Having been a resident of Halifax County for nine years, but no longer living there, I do follow the news of my second home. 

I have seen the results of the long time educators’ “early retirement” issues. 

I find it very disappointing that people were enticed into an early retirement, which, I am sure, was in the county’s best interest at the time...why else, were teachers going to get a good break for them?

Yet, when, push comes to shove, these long time employees are thrown under the bus.
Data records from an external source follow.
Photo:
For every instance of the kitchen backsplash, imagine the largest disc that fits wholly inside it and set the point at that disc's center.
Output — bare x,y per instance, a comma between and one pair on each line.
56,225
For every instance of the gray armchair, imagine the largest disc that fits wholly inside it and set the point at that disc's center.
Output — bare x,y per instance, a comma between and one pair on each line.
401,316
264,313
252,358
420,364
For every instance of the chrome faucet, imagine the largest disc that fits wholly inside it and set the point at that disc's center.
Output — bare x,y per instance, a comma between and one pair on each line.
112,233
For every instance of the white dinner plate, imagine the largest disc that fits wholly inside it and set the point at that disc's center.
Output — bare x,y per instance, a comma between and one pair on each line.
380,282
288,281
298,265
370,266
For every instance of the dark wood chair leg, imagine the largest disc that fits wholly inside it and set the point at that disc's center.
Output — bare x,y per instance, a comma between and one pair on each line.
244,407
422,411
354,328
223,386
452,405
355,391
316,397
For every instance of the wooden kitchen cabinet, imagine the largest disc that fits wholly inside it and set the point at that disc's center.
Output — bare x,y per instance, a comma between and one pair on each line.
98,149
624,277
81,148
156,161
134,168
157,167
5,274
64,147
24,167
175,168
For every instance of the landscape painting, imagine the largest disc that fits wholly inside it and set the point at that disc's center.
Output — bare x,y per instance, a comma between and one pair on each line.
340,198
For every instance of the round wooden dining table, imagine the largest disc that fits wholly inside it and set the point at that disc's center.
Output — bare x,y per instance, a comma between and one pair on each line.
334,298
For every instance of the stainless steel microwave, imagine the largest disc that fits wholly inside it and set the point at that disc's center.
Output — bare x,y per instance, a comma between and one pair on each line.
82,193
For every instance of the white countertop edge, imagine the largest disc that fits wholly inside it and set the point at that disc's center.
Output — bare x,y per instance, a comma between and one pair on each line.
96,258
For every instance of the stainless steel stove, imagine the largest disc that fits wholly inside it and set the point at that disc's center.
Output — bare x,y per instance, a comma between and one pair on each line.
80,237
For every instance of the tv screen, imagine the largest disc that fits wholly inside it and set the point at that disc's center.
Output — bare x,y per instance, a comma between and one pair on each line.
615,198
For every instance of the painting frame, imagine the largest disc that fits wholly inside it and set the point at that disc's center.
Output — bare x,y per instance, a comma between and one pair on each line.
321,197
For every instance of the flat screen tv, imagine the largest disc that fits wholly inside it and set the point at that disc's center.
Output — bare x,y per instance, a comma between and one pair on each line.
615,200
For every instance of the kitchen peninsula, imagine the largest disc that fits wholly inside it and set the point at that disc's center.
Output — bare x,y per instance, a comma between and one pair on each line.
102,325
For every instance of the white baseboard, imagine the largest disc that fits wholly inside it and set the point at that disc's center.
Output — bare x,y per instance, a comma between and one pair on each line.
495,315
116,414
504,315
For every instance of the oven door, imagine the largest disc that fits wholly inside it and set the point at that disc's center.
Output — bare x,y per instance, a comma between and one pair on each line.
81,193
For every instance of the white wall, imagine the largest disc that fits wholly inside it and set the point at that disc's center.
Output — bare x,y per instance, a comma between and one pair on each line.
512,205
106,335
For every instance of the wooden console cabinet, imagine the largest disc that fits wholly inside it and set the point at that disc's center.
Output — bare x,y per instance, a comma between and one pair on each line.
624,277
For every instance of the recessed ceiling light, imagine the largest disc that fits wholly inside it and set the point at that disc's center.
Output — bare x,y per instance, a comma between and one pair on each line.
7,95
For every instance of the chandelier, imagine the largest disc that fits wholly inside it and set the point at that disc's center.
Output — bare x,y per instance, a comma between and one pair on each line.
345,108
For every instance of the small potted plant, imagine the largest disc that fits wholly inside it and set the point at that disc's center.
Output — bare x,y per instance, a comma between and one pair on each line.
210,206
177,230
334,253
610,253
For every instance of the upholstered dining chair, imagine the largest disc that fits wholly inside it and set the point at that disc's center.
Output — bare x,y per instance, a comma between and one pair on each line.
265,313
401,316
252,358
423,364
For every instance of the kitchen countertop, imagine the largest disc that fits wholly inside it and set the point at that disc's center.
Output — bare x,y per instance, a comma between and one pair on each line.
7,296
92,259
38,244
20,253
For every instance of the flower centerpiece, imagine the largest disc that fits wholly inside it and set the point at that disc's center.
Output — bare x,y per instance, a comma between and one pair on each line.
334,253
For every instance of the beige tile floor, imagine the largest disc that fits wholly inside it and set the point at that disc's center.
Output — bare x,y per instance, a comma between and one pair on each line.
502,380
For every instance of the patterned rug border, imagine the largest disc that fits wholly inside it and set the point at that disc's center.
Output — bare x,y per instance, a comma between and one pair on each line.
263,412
Now, these educators and school employees have taken an early retirement, and have had it taken from them...yet, are there jobs to take them back? If not, I find this disgusting, causing people who have dedicated their lives to a system to be unemployed...

Jim Arnold



Quick response appreciated

To the editor:

I would like to thank the Town of South Boston for their quick response to a complaint that I called in.  

For a couple of months now I have noticed some trees that grow over the sidewalk and block the view of oncoming traffic to both pedestrians and motorists at the corner of Seymour Drive and Factory Street.  I have almost been in two accidents because of this growth.  

Well, yesterday I finally thought to call the town and was transferred to Alan Auld who listened to my concerns.  I asked if I needed to send in a formal letter requesting that the trees be trimmed, he said no and told me that it will be taken care of and thanked me for the information.  To my amazement, the trees were groomed beautifully within the hour.  

So again, I would like to thank them for their rapid response, good job.

Kerrie L. Durling

Operations and Development Coordinator

Halifax Educational Foundation, Inc.